In terms of what was learned to teach the rest of us, I would have liked to know more specifics of prior boat building experience. In the actual text, instead of the vaguest of possible mentions in ‘about the author’ blurbs. I’m also curious how big those bags were? How easily would they stow below a companionway, could they be swam with? During the trial, what was decided was essential, and not, and what should have been brought instead?
Overall, I think this is/was a fantastic idea, a great addition to standard survival plans. Go bags should already include a knife (or three) and lots of cord. This says ‘add more cord, and a bolt of nylon.’
At end you ask: ‘if it was real could we do it? Doubt it.’ I don’t. If it’s real and your life depends on it: you can be a movie hero. As long as you don’t panic. And now you’ve got the experience and less likely to panic. And now that we’ve read this, WE are less likely to panic.
Yes. One of best boat, and even survival, stories I’ve read in a lifetime of them.

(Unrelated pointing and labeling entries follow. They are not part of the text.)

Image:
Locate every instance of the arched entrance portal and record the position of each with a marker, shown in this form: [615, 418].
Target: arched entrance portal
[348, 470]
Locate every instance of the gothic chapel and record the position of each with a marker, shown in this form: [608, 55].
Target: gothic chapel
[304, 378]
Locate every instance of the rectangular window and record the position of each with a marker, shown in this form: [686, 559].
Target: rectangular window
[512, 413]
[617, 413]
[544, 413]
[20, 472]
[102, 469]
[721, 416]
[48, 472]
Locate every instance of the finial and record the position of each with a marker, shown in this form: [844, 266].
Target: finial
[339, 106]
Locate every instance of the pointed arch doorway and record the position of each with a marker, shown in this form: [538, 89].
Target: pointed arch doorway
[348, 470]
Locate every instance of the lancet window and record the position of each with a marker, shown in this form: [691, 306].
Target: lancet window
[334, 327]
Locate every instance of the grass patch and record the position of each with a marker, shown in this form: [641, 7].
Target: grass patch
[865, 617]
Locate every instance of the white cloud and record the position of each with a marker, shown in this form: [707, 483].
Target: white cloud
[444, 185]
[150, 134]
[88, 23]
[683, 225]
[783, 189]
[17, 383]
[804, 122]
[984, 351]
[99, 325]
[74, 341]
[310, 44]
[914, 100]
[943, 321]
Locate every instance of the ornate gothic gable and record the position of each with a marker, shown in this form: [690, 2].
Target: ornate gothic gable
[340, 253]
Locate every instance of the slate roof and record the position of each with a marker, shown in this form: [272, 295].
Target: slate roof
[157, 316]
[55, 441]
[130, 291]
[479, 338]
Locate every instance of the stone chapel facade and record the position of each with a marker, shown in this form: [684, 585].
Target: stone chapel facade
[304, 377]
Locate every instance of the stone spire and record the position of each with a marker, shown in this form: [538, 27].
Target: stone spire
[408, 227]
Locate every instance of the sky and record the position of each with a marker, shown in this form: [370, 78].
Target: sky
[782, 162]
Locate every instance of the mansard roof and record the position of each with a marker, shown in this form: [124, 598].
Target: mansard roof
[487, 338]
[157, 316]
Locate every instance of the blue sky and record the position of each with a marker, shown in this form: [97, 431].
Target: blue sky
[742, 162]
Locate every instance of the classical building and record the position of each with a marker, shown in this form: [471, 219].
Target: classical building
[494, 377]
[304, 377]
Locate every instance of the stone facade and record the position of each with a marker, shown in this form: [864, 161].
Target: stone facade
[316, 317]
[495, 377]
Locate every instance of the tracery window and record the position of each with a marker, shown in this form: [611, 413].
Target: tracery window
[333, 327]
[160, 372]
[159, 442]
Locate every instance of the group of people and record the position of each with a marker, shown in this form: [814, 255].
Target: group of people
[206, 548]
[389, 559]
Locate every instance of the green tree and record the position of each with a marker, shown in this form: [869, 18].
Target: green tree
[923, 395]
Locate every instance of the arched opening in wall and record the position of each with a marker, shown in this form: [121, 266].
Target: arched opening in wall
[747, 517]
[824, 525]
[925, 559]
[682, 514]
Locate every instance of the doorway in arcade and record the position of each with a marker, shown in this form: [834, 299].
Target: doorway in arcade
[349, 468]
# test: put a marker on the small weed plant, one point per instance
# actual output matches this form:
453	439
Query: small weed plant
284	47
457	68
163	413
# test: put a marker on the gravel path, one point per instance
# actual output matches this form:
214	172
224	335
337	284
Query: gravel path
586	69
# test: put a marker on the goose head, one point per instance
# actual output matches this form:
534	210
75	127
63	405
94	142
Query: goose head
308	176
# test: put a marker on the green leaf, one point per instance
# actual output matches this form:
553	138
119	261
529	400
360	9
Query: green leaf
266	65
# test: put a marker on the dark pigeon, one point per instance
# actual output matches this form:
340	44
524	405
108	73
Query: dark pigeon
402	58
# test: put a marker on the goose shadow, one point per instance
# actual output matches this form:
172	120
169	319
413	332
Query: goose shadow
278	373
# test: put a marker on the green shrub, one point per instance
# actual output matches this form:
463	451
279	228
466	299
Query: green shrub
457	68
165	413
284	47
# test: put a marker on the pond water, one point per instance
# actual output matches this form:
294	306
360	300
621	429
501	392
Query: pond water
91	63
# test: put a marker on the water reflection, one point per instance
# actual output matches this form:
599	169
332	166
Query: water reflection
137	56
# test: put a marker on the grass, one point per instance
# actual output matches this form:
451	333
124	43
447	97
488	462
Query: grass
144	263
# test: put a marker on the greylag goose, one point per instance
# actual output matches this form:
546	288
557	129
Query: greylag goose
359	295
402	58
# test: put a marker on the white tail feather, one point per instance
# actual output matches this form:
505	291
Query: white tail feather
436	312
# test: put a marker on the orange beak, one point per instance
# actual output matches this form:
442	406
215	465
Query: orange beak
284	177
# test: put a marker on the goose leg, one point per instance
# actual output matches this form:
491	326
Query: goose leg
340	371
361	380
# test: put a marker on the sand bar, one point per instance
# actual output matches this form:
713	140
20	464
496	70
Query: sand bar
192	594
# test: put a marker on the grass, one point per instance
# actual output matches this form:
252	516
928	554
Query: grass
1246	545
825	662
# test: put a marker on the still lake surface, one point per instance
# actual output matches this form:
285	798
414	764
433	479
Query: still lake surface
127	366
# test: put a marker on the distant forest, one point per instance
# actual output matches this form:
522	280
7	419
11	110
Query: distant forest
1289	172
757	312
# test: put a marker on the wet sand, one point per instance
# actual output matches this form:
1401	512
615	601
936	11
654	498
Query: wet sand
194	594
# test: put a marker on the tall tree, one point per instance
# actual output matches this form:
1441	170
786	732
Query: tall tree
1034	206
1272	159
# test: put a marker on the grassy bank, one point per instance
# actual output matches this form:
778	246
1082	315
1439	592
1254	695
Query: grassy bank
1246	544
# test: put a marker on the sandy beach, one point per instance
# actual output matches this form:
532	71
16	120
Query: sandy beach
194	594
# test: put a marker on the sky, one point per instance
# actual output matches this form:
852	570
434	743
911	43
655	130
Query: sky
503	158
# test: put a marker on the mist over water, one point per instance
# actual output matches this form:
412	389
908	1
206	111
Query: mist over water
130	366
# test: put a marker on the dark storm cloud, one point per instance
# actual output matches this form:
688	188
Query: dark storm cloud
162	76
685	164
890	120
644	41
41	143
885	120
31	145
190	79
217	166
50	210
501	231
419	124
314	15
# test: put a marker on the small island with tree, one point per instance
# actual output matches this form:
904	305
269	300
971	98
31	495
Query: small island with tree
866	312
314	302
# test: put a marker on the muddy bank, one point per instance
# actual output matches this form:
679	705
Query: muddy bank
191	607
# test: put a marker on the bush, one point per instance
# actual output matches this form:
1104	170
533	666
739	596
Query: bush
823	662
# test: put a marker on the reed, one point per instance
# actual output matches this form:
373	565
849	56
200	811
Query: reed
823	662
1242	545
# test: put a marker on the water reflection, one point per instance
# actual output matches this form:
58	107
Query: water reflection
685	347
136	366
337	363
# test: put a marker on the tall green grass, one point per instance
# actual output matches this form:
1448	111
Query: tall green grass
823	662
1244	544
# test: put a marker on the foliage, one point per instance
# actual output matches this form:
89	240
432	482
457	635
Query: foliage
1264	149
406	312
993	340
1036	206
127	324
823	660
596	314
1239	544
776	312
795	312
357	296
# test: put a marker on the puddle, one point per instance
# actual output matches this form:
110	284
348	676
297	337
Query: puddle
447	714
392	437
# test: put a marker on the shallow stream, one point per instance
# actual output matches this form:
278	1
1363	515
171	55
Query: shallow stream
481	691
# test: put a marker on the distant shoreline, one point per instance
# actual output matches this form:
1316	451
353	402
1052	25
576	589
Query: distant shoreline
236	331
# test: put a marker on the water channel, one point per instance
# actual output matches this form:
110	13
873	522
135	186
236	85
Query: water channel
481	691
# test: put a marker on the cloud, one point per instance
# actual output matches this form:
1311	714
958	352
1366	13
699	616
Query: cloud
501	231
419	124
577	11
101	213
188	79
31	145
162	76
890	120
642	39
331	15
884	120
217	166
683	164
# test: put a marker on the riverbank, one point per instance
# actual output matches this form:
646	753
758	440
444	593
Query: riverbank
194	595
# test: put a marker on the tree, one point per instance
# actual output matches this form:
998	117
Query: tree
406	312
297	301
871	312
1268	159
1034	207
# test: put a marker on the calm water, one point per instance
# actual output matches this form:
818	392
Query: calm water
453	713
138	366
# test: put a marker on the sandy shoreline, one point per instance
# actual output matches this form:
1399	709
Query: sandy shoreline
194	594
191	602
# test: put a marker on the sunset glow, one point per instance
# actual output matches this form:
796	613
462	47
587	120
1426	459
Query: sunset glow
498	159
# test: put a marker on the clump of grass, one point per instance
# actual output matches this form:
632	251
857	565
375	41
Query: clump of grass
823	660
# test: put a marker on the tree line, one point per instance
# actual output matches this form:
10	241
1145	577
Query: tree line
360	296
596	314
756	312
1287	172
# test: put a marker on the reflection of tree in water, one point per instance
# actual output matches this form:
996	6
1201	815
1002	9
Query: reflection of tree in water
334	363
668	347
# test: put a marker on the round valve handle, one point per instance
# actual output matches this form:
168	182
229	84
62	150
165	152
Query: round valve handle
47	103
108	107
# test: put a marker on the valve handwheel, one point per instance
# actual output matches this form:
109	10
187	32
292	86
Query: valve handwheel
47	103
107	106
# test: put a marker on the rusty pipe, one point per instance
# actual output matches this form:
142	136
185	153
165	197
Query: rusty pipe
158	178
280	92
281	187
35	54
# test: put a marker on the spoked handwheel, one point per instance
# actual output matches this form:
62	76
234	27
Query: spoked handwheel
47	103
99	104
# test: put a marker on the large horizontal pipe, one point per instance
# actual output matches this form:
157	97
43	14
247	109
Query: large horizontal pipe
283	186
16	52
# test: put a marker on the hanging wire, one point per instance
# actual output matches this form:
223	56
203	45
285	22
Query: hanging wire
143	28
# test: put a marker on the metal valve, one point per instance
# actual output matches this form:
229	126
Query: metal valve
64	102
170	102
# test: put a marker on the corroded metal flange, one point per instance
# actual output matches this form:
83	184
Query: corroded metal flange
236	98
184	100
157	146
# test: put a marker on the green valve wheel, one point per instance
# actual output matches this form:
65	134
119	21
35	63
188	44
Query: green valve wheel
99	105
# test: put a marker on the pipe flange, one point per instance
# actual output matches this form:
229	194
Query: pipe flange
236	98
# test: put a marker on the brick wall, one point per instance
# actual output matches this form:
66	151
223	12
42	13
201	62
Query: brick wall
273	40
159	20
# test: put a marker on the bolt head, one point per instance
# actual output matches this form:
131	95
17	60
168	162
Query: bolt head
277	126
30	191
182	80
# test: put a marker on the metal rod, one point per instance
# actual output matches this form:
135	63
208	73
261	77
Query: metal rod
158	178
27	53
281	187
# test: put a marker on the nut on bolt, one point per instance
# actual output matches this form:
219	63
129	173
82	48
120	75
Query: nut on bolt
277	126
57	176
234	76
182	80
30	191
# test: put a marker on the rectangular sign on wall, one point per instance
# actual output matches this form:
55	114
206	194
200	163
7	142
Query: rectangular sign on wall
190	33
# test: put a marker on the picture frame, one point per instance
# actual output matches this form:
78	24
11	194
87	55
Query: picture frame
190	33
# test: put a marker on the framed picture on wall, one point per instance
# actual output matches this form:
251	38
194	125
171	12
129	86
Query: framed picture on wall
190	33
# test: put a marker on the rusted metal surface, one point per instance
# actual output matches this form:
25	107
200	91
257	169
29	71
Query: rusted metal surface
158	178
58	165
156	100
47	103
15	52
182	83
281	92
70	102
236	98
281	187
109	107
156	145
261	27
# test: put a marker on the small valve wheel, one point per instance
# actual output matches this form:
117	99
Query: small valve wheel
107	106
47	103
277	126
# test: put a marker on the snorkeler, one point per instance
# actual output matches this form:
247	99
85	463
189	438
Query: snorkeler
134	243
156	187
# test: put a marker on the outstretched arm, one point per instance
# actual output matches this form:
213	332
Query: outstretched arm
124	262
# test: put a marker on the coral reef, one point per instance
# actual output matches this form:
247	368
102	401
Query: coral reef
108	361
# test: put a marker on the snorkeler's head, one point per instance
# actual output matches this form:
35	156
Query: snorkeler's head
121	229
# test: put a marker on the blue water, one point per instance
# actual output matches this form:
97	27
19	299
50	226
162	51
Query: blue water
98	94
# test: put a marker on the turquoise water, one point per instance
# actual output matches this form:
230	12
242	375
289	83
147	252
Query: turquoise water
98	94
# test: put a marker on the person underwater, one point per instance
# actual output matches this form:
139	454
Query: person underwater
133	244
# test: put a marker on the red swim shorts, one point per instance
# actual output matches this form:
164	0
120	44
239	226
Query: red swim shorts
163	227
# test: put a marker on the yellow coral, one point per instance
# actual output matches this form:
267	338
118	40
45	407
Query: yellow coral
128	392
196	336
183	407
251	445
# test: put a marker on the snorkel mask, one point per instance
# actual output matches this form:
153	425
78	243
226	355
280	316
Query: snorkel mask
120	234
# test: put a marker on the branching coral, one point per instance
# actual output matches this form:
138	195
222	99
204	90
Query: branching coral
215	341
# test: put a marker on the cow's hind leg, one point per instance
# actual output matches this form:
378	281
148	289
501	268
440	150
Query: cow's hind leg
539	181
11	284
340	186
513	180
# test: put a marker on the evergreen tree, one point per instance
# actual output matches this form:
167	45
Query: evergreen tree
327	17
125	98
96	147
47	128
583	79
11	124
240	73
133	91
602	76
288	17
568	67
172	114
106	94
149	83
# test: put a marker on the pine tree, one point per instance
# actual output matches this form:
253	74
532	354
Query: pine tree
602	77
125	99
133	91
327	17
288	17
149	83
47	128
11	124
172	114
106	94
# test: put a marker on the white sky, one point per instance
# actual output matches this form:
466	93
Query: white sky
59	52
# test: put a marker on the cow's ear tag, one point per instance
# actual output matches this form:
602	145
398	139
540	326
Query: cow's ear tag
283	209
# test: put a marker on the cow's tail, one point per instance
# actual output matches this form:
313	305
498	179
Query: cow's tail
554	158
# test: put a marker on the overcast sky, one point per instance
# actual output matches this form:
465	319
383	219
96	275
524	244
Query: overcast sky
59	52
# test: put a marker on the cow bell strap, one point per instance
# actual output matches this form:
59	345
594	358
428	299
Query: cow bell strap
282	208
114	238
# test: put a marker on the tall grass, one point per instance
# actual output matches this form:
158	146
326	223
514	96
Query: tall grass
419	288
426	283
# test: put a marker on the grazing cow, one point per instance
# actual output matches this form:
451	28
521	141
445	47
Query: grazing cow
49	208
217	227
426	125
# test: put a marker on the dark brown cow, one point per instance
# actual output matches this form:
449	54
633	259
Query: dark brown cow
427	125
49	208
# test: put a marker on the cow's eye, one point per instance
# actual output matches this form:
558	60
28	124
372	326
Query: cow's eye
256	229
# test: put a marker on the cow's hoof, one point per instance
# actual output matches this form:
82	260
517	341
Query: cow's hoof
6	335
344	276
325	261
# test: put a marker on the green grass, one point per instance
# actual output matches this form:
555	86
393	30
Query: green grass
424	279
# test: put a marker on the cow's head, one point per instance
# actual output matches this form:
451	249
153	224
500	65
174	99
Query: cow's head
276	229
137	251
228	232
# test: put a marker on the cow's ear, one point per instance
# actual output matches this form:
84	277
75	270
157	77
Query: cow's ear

(Although, hee hee, the likelihood of landing on a island in Maine big enough to scavenge a boats worth of framing, yet without a house on it, is slimmer than shipwrecking in the first place)
“Are you boys flying a f—ing bedsheet?” he said.
We weren’t, but I liked the idea. “Yes, we are flying a bedsheet,” I replied.
LMAO
Great story, made my Saturday morning!
This is an absolutely brilliant tale, well told. Thankyou!
Well written true tale of the sea. You guys are bloody brilliant.
Cheers !
Great idea, great execution!
Congratulations on writing a super amusing story, and an inspiring one too. I happen to be an architect who likes building furniture (a close cousin to boat building?) It all comes down to joints; techniques of how components connect. And, of course, the components come out of a close and reasoned selection of materials. The boat with sail is a functional masterpiece of the ad hoc, and beautiful in its odd way. Especially the curved rigging of a keel and mast. What an object! What an adventure! Bravo, gentlemen. I’m grinning.
You guys rock!
I was intrigued by the rib bending with heat, which you used to harden the turns for more initial stability. Sounds like it paid off in spades!
Pacific Northwest Natives would slip a stick into the hollow stem of Bull(whip) Kelp and heat on the fire as a natural steam-box. Where that wasn’t available, a pile of algae (e.g., rockweeds) on a hot rock wasn’t as elegant, but would work, too. Bends were formed on a peg-jig and left to cool.
You might consider adding a “Settler’s Wrench” (a Scot’s Eye Auger modified to shape a peg-end to fit a bored hole) to your gear bag. This would provide extra-solid joints at the major intersections and save considerable cordage/lashing.
Thanks for sharing this great adventure!
Sounds like a fun experiment, in thought and practice. For real-world cruising, I wonder if an inflatable life raft or folding dinghy would use less space onboard than the tools and materials to build your own.
Fantastic idea and execution, and crazy, daring trip. I know those waters. You didn’t mention cold. I hope you sat on something insulating. Any stresses on your vessel that you noticed after you landed? Could she have carried you farther?
I hope you’ve saved her for a local museum, perhaps the Penobscot in Searsport.